While the lukshen bret was used to make egg noodles, hence its name, it  was, more importantly, the culinary temple from which Momma's hands turned out her delicious cheese and raisin rogelach, strudel, honey and sponge cakes, hamantashen, challahs, apple pies and tsibale kichels (onion cookies). It was also used to make verenickes, known in Eastern European restaurants as pirogen or pierogis. These were small dough dumplings filled with either mashed potatoes and onions or blueberries, served either boiled or fried, and together with sour cream. The dough was made from flour and water, no eggs, flattened out on the lukshen bret by Momma using her rolling pin or, as she called it, valger-holtz. It was a time when glass and stemware and extra kitchen utensils were beyond our means and our drinking glasses were used Yahrzeit (memorial) glasses. These were not the small ones available today, but thick, sturdy glasses (I cannot recall ever seeing one break) with its open end having a diameter of about 4 inches. The open end was placed on the flattened dough, twisted, and produced a perfectly sized piece of flat, circular dough. The filling was spooned onto the dough, the edges folded over the filling and pinched closed. It was then boiled and eaten boiled or fried. 

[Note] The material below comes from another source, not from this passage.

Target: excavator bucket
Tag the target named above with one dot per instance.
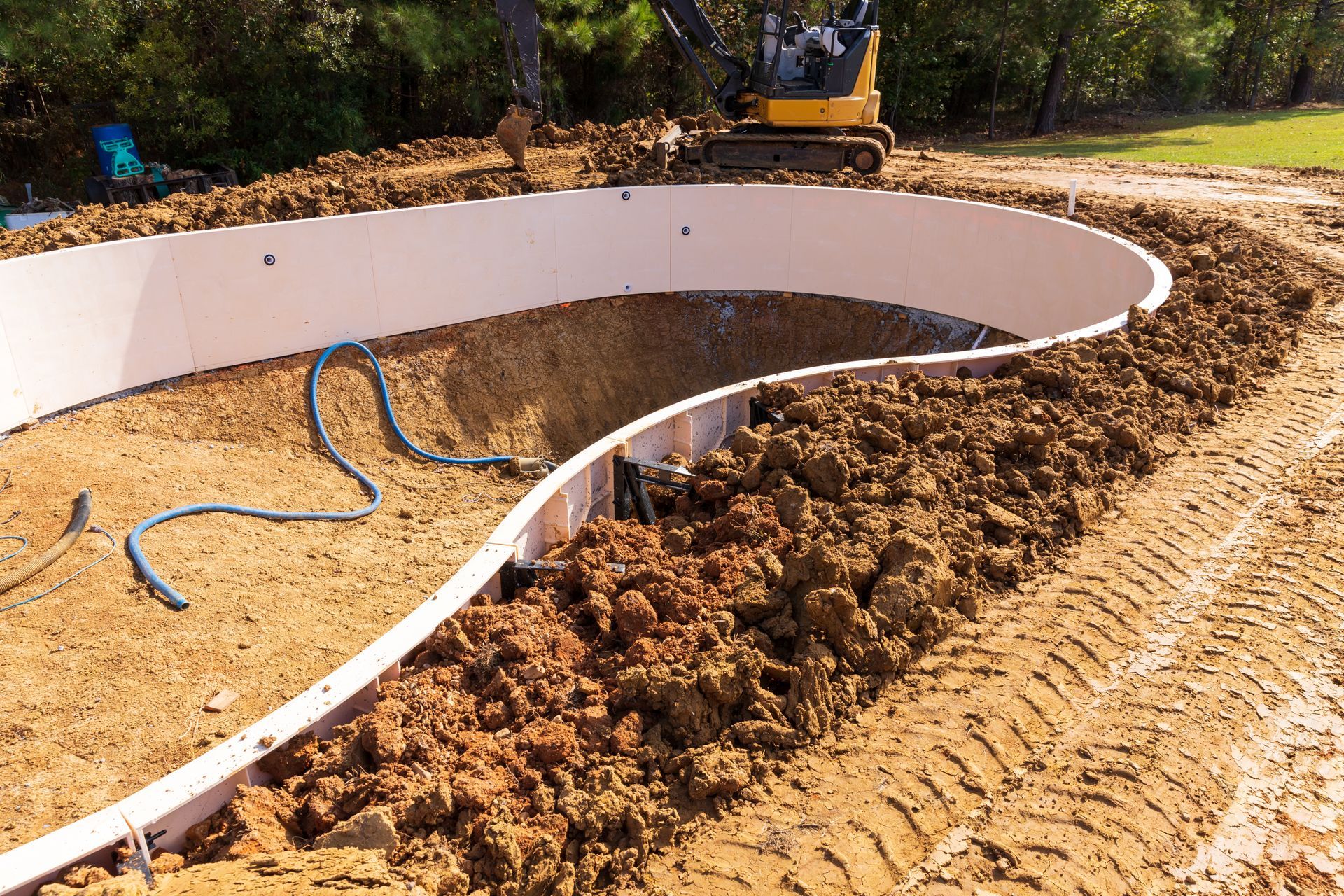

Momma ultimately moved from Middle Village to Florida, but did return most summers and spent several weeks with my wife, Ethyl, and me. While visiting, she made good use of her sorely missed culinary skills. One day, while making verenickes, she suddenly
smiled with a broad grin (Momma did not easily smile, except in relation to her grand and great-grandchildren) and exclaimed, “That's how she did it!” “Who,” Momma was asked. “Bobba,” she replied, referring to my father's mother, the only grandparent who came to America and the only one we knew. Momma explained when Bobba lived with us she watched her make verenickes and observed Bobba with a quick hand motion was able to make a perfectly shaped verenicke. Despite for well over 50 years trying to duplicate her mother-in-law's hand movement, Momma was unable to do so. That is, until that one summer day in the twilight of her life when it was in some inexplicable manner revealed to her. Perhaps it was a loose string in her long life she wished tucked into place, or perhaps in anticipation of their meeting once again, it was Bobba's hand that guided Momma's.